- Para Location within Rajasthan Para Location within India
- Coordinates: 25°52′41.63″N 75°11′10.57″E﻿ / ﻿25.8782306°N 75.1862694°E
- Country: India
- State: Rajasthan
- District: Ajmer
- Named for: Pareshwar Nath Mahadev

Government
- • Type: Democratic
- • Sarpanch: Smt. Govind Kanwar Rathore

Area
- • Total: 23.6 km^{2} (9.11 sq mi)
- Elevation: 440 m (1,440 ft)

Population (2011)
- • Total: 3,752
- • Density: 159/km^{2} (412/sq mi)

Languages
- • Official: Marwari, Hindi
- Time zone: UTC+5:30 (IST)
- Pincode(s): 305 408
- Area code(s): +91-1467-XXX-XXXX
- ISO 3166 code: RJ-IN
- Vehicle registration: RJ-48 (Kekri)

= Para, Rajasthan =

Para is a village in Kekri district, in Rajasthan state of India. As of 2011 census of India, its population is 3,752.
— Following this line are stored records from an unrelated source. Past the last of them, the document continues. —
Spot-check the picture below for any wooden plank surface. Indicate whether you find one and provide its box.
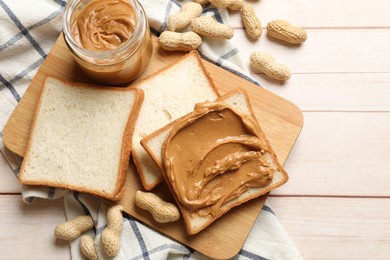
[269,196,390,260]
[0,0,390,259]
[229,0,390,29]
[232,28,390,74]
[0,195,70,259]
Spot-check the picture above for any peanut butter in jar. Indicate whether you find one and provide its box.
[63,0,153,85]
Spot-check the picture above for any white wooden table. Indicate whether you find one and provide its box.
[0,0,390,259]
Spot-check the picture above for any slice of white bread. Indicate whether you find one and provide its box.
[19,77,143,200]
[131,51,219,190]
[141,89,288,235]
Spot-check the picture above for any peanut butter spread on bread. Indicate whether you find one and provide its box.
[71,0,136,51]
[162,102,275,216]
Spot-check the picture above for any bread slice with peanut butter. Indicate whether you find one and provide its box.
[141,90,288,235]
[131,51,219,190]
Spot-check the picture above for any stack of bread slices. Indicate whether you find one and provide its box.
[19,51,288,234]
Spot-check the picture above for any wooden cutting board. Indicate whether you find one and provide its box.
[3,35,303,259]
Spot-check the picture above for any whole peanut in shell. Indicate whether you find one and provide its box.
[241,3,262,40]
[190,16,234,39]
[209,0,243,11]
[135,191,180,223]
[79,235,99,260]
[54,215,94,240]
[158,31,202,51]
[167,2,203,31]
[267,20,307,44]
[250,51,291,80]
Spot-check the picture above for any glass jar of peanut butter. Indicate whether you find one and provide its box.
[63,0,153,85]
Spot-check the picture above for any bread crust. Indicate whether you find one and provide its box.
[131,50,220,191]
[141,89,288,235]
[18,76,144,201]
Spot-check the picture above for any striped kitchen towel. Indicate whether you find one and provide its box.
[0,0,301,259]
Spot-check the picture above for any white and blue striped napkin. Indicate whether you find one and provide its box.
[0,0,302,260]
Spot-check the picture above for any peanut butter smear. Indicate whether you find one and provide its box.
[163,103,274,216]
[71,0,136,51]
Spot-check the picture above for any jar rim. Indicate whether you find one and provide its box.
[62,0,147,65]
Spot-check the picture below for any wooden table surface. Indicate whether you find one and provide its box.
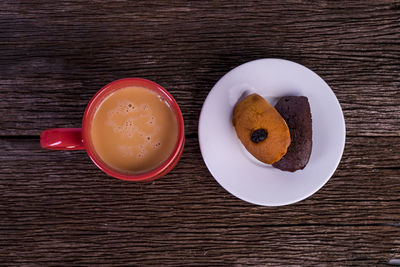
[0,0,400,266]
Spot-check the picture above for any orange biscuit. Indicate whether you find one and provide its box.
[232,94,290,164]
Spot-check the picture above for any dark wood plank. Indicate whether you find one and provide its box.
[0,137,400,265]
[0,1,400,136]
[0,0,400,266]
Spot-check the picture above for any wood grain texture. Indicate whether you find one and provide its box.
[0,0,400,266]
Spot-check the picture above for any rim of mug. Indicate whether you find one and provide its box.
[82,78,185,181]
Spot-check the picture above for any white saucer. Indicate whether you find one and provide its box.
[199,59,346,206]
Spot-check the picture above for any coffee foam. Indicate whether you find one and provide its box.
[106,101,161,159]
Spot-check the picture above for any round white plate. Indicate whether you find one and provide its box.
[199,59,346,206]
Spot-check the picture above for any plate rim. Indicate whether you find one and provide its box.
[197,58,346,207]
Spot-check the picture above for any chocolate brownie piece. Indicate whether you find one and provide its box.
[272,96,312,172]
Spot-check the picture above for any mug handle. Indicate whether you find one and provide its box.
[40,128,85,150]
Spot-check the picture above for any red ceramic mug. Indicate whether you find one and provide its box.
[40,78,185,181]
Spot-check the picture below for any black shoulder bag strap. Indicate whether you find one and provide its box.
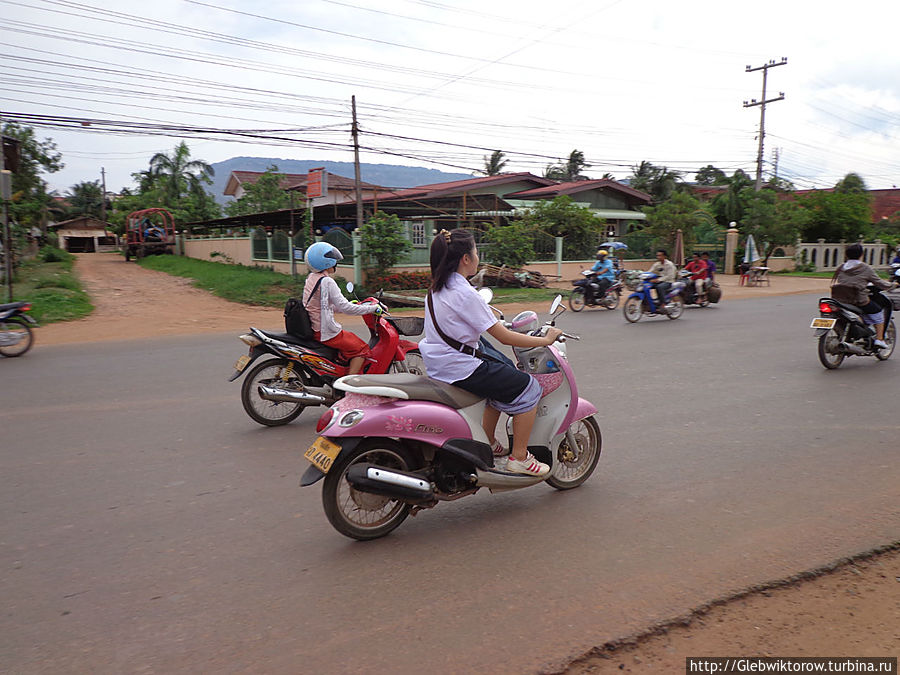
[428,289,503,363]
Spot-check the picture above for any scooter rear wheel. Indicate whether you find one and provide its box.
[547,417,603,490]
[819,331,845,370]
[569,288,586,312]
[875,319,897,361]
[322,438,410,541]
[241,359,306,427]
[622,298,644,323]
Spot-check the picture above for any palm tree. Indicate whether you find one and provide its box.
[484,150,506,176]
[150,141,215,206]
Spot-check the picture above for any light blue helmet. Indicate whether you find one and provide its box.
[306,241,344,272]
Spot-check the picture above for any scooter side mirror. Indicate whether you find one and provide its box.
[478,286,494,304]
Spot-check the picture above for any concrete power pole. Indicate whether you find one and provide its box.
[744,56,787,192]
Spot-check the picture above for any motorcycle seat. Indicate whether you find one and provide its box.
[338,373,484,410]
[257,329,340,361]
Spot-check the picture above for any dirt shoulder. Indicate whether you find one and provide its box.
[36,253,900,673]
[36,253,828,346]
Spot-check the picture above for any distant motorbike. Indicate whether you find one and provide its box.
[678,270,722,307]
[0,302,37,358]
[569,270,622,312]
[622,272,686,323]
[809,278,900,370]
[228,284,425,427]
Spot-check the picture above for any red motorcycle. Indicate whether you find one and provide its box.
[228,297,425,427]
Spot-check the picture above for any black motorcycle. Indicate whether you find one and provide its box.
[809,284,900,370]
[0,302,37,357]
[569,270,622,312]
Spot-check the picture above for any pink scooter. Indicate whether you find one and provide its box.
[300,290,601,540]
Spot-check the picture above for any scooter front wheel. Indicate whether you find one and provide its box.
[622,297,644,323]
[322,438,410,541]
[569,288,585,312]
[0,318,34,358]
[547,417,602,490]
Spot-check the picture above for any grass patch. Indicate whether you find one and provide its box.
[13,246,94,324]
[132,255,344,307]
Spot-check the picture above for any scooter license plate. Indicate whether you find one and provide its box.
[303,436,341,473]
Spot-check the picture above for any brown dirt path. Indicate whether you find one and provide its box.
[37,254,900,673]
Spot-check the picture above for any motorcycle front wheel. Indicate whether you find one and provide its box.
[547,417,602,490]
[875,319,897,361]
[666,298,684,319]
[819,331,845,370]
[322,438,410,541]
[241,359,306,427]
[569,288,586,312]
[600,293,619,309]
[622,298,644,323]
[0,318,34,358]
[390,349,426,376]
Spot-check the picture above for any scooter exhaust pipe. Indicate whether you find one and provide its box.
[257,384,327,405]
[347,464,434,502]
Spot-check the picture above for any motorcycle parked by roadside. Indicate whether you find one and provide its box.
[809,278,900,370]
[622,272,686,323]
[569,270,623,312]
[228,284,425,427]
[0,302,37,358]
[300,296,601,540]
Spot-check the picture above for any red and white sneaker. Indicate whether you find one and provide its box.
[506,452,550,477]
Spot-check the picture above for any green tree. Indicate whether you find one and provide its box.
[521,195,604,260]
[485,221,535,267]
[150,141,215,208]
[66,180,105,218]
[2,122,65,228]
[544,150,591,182]
[694,164,728,185]
[359,211,412,275]
[484,150,506,176]
[630,161,681,203]
[225,164,291,216]
[643,192,703,255]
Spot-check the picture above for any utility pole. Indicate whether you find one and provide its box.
[100,166,106,223]
[744,56,787,192]
[0,114,12,302]
[350,95,362,232]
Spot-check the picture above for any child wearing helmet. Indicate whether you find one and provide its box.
[303,241,381,375]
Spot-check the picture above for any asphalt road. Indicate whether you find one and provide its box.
[0,296,900,674]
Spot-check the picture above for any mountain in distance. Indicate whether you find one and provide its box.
[207,157,472,204]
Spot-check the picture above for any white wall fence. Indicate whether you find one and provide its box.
[796,239,891,272]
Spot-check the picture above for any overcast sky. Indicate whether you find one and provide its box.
[0,0,900,193]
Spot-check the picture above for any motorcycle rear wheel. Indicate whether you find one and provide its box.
[666,298,684,319]
[622,298,644,323]
[322,438,410,541]
[569,288,586,312]
[547,417,603,490]
[390,349,427,376]
[241,359,306,427]
[875,319,897,361]
[600,293,619,309]
[0,317,34,358]
[819,331,845,370]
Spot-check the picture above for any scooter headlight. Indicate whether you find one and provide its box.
[338,410,365,427]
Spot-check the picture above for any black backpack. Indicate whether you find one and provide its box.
[284,277,325,340]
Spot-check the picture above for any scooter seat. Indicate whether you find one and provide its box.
[257,329,340,361]
[336,373,484,410]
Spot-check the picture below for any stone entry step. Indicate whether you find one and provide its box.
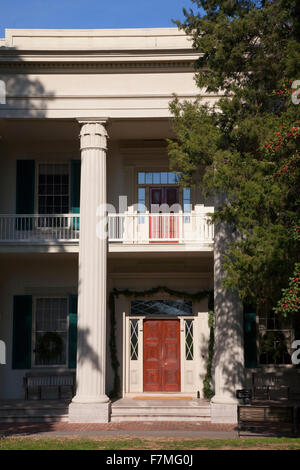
[111,398,211,423]
[0,400,69,423]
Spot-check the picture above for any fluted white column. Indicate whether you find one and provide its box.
[69,121,109,422]
[211,218,244,423]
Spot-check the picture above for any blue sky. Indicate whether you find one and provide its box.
[0,0,194,37]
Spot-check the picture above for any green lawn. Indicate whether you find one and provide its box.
[0,437,300,450]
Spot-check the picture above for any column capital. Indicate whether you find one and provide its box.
[78,119,108,150]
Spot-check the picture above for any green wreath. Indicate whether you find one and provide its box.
[36,331,63,362]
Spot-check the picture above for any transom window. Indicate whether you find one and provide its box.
[131,300,193,315]
[38,163,70,214]
[138,171,180,184]
[137,171,192,214]
[34,297,68,366]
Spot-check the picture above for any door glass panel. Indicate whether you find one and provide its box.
[130,320,139,361]
[185,320,194,361]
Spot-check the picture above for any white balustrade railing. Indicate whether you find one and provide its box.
[0,214,80,243]
[108,212,214,244]
[0,212,214,244]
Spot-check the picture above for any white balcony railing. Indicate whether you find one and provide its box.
[0,214,79,243]
[0,212,214,244]
[108,212,214,244]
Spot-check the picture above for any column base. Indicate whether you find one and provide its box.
[210,397,239,424]
[69,402,111,423]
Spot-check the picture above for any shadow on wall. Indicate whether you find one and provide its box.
[213,219,245,398]
[0,47,54,119]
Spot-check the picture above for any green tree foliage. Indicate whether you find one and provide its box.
[168,0,300,312]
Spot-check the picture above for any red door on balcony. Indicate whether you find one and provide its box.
[143,320,180,392]
[149,187,179,243]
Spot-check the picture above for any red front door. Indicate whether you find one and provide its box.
[144,320,180,392]
[149,186,179,243]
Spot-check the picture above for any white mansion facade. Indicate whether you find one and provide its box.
[0,28,296,422]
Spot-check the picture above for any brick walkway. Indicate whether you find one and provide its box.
[0,421,237,438]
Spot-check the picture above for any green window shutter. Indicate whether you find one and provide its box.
[71,160,81,230]
[244,311,257,368]
[12,295,32,369]
[69,295,78,369]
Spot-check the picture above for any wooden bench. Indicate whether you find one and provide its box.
[24,371,76,400]
[252,372,290,401]
[238,405,300,435]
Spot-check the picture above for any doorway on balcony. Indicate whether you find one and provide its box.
[149,186,179,243]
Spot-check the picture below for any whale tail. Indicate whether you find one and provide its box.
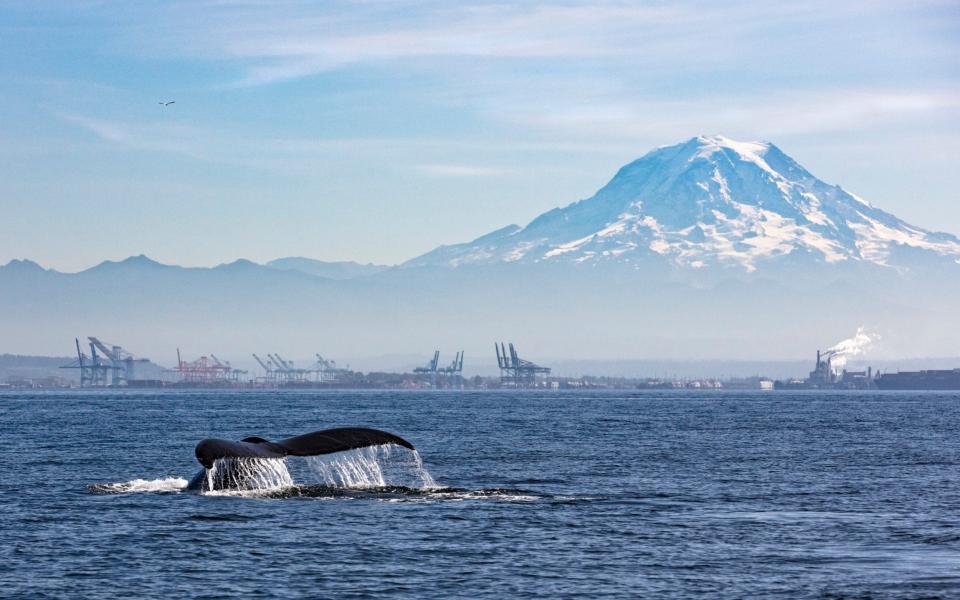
[189,427,415,489]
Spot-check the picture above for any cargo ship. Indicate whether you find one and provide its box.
[876,369,960,390]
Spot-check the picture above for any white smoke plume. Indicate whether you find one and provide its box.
[827,327,880,371]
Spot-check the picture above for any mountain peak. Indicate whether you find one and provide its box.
[407,135,960,272]
[0,258,46,272]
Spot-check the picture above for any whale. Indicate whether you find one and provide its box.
[187,427,415,492]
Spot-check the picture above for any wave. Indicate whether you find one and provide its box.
[87,477,188,494]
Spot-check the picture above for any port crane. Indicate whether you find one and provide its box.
[493,342,550,387]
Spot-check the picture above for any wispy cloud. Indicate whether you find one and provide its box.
[120,0,952,85]
[417,164,513,177]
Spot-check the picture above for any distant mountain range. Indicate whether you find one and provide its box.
[0,136,960,371]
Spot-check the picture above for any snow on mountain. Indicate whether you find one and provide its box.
[404,135,960,272]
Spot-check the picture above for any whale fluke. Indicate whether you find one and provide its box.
[195,427,414,469]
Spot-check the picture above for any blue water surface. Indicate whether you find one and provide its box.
[0,390,960,598]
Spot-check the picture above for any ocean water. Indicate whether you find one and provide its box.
[0,391,960,598]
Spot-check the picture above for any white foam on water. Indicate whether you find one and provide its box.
[203,458,294,496]
[306,445,438,489]
[92,477,187,494]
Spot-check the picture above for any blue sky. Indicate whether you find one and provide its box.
[0,0,960,271]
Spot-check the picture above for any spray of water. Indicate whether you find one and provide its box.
[827,327,880,371]
[307,445,438,489]
[205,458,293,493]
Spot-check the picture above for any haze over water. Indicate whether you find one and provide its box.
[0,391,960,598]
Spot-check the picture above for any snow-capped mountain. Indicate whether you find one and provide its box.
[405,136,960,272]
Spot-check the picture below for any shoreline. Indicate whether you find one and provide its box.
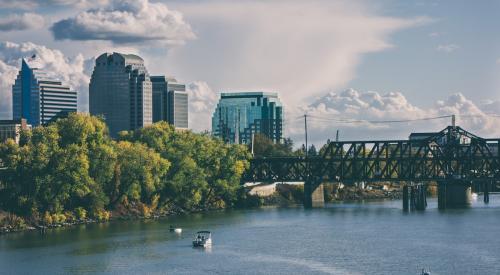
[0,192,399,236]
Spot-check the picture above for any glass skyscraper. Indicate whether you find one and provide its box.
[212,92,283,144]
[151,76,188,129]
[12,56,77,126]
[89,52,153,137]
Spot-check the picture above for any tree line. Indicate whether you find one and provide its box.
[0,113,251,223]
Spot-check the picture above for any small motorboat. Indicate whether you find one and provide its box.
[170,225,182,234]
[193,231,212,247]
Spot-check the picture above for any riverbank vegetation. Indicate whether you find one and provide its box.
[0,113,250,232]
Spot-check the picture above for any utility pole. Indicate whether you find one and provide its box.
[252,134,255,157]
[304,114,308,158]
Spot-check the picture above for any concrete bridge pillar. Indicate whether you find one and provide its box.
[304,182,325,208]
[438,180,472,209]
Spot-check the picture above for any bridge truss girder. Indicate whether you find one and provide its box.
[243,126,500,182]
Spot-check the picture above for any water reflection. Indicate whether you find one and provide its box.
[0,195,500,274]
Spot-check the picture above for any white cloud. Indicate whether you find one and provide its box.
[0,13,45,31]
[186,81,218,132]
[285,89,500,145]
[0,42,93,118]
[436,44,460,53]
[51,0,195,45]
[167,0,432,107]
It is located at a distance of 408 km from the Indian capital New Delhi, 148 km from the Rajasthan capital Jaipur, 92 km from the district headquarter Ajmer and 12 km from the tehsil headquarters Kekri.

==Toponymy==
There is a legend associated with the origin of the name Para. It says that the name Para came from the name of Lord Shiva temple which is situated at the southern corner of the village which is called as Pareshwar Nath Temple. The name Pareshwar eroded gradually to become what is now as Para. one temple also Laxminath mandir this temple have also same feeling like pareshwar Madhav in village .The temple is very good

==Geography==

Para is about 12 km from tehsil headquarter Kekri, 92 km from district headquarter Ajmer, 148 km from state capital Jaipur, 119 km from Kota, 115 km from Bhilwara, and 405 km from the national capital New Delhi. It has an average elevation of 440 meters.

==Demographics==
As of 2011, Para had a population of 3752 According to census of 2011.The majority of population is Hindu which accounts for over 99%, with a few Muslim and Jains The overall literacy rate for the village is 44.45%. 59.14% males and 28.99% females were literate. The sex ratio was 950 females per 1,000 males.

==Transport==
Para is situated on the state highway RJ SH 26 which connects two major cities of Rajasthan Ajmer and Kota. Regular bus service from Rajasthan State Road Transport Corporation ltd is available from New Delhi, Bhopal, Ujjain, Indore, Ajmer, Kota, Bhilwara, Udaipur, Nagore, Bikaner, Jodhpur and other major cities.